The computer blipped and purred, then produced screen on screen on screen. Janeway was floored by the flood of citations. "What is this? A small cottage industry in publishing on one person?" She had known he was important; she had not guessed he was this important. "Arguably the most famous secular figure in Terran history," one scholar had said.
But how on Earth (or in the Delta Quadrant) was she supposed to interview a man 2600 years dead? The holodeck immediately popped to mind, but holographing fictional characters into existence was one thing. Holographing a living person was something else entirely. All the computer could do would be to project a synthesis of scholarly debate and archaeological data. But no synthesis could be the Alexander—the man known for pulling military rabbits out of hats (or out of kausias). To create a holoimage of a living person, one needed a recording, a sigmund, and half a dozen other collections of data which created a program like their own ship's doctor. Janeway did not want to talk to a synthesis. She wanted ALEXANDER.
She pondered the problem for several days until she finally remembered something, a tidbit of classified information from a mission a century gone concerning an archaeo-scientific artifact called the Guardian of Forever. The then-captain of the Enterprise had come across a machine-being called "The Guardian" who had been able to play back, like a holoshow, aspects of the histories of various worlds. The then-science officer of Enterprise had, with his tricorder, recorded some of what the Guardian had shown. But due to the delicate nature of the Guardian which could allow interference in a planet's past, the information Spock had retrieved had been stored in an archive somewhere as "CLASSIFIED: Level 2B". Janeway had clearance for Level 2B. The question was whether anyone had bothered to put that data into Voyager's library.

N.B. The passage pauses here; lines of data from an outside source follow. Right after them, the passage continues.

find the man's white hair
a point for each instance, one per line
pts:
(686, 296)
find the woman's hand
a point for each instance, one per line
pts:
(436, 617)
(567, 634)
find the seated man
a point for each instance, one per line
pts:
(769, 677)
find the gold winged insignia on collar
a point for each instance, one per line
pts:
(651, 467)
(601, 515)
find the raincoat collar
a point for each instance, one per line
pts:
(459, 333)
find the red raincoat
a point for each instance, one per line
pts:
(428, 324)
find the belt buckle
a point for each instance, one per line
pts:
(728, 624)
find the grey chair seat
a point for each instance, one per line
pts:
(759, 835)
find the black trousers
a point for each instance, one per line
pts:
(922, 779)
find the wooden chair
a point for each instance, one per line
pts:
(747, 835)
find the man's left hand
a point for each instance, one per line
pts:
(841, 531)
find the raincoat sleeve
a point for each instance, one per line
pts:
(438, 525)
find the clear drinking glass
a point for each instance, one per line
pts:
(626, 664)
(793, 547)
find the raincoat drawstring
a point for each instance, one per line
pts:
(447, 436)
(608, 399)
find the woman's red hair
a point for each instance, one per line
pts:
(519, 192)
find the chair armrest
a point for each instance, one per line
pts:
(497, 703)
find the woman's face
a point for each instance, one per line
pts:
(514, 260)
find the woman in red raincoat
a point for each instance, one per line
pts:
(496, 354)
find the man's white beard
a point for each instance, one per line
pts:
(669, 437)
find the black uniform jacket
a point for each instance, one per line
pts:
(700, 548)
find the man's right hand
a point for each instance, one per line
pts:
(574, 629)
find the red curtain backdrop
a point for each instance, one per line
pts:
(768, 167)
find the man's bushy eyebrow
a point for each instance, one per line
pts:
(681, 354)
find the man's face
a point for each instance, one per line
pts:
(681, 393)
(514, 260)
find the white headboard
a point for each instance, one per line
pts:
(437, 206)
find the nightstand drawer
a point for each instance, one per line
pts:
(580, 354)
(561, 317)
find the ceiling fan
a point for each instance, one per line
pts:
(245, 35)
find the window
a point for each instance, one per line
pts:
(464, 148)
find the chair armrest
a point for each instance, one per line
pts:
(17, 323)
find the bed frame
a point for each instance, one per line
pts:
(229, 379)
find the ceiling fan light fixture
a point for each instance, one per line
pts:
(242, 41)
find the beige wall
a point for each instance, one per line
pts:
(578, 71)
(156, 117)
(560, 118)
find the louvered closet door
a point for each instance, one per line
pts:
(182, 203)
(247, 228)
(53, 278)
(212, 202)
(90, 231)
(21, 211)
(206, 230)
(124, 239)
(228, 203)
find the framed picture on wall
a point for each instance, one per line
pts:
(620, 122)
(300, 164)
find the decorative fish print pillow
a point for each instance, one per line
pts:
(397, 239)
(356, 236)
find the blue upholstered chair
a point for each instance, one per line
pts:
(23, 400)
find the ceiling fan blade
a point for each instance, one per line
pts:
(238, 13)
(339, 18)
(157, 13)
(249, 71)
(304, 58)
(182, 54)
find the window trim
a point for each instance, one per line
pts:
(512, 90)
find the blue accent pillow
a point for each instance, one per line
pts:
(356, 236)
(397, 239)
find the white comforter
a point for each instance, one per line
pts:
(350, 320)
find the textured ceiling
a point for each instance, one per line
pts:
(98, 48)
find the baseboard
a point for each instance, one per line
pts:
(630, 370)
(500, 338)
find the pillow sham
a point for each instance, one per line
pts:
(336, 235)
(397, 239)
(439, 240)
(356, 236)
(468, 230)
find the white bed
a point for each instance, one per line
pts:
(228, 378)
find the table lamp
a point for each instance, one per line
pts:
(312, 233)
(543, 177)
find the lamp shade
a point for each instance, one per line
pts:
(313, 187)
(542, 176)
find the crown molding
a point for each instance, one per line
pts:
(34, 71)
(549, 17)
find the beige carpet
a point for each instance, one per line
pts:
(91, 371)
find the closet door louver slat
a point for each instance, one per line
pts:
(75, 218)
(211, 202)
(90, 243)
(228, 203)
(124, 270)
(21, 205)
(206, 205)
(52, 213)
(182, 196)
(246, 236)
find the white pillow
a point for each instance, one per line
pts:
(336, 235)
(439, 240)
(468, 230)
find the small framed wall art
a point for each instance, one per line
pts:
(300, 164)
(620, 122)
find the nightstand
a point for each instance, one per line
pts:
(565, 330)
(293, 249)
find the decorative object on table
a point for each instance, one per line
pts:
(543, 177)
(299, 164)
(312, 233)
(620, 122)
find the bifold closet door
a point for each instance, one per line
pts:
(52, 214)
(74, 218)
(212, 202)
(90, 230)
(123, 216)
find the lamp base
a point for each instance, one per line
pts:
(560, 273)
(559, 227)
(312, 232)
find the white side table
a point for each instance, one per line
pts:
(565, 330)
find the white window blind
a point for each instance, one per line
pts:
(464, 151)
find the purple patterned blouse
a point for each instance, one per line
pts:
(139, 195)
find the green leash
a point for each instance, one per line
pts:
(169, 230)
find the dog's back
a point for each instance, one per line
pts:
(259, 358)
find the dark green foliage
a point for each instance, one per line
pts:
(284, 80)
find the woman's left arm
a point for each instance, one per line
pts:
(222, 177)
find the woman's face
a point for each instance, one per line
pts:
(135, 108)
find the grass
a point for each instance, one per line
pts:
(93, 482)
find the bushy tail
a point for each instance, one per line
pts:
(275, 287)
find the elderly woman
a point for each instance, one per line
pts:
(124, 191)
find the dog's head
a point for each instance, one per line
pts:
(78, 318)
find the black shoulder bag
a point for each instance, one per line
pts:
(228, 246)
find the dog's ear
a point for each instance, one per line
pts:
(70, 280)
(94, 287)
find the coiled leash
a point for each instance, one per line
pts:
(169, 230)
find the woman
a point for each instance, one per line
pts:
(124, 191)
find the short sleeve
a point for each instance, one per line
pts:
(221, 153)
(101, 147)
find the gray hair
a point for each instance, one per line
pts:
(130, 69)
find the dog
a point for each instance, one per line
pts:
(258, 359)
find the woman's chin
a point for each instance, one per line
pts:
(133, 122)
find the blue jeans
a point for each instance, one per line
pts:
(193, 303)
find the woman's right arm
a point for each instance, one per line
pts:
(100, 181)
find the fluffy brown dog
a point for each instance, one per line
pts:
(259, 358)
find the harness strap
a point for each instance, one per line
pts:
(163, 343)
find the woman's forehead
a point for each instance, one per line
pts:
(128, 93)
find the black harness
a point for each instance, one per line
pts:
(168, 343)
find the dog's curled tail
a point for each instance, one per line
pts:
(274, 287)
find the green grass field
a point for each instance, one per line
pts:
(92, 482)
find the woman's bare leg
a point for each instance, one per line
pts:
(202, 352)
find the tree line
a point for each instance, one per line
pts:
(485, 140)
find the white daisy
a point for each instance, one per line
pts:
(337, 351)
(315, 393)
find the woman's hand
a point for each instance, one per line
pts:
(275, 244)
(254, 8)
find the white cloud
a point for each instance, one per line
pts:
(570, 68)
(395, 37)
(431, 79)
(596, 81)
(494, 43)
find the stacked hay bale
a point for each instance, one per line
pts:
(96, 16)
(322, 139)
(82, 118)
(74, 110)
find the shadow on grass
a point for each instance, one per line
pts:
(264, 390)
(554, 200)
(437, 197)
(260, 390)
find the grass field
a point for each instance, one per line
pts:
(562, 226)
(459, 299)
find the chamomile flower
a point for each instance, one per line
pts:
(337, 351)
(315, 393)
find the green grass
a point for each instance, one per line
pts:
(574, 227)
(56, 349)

Someone had. The next question was whether the portions of Terran history recorded by Spock happened to include Alexander's conquests. Anxiously, she accessed the file and sped through the contents.
There it was: "Alexander of Macedon, 356-323 BCE: record semi-complete"
Well, semi-complete combined with the analysis of generations of historians...it just might do.
"Computer," Janeway said, "Begin a synthesis of section 23.D from classified record Keeler-Alpha together with historical analyses of Alexander the Great and Macedonian studies from 1850 to the present. Store in holodeck memory under the title 'Janeway: Alexander.'"
It was time for supper. Rising up from the desk in her quarters, Janeway headed down to the mess hall.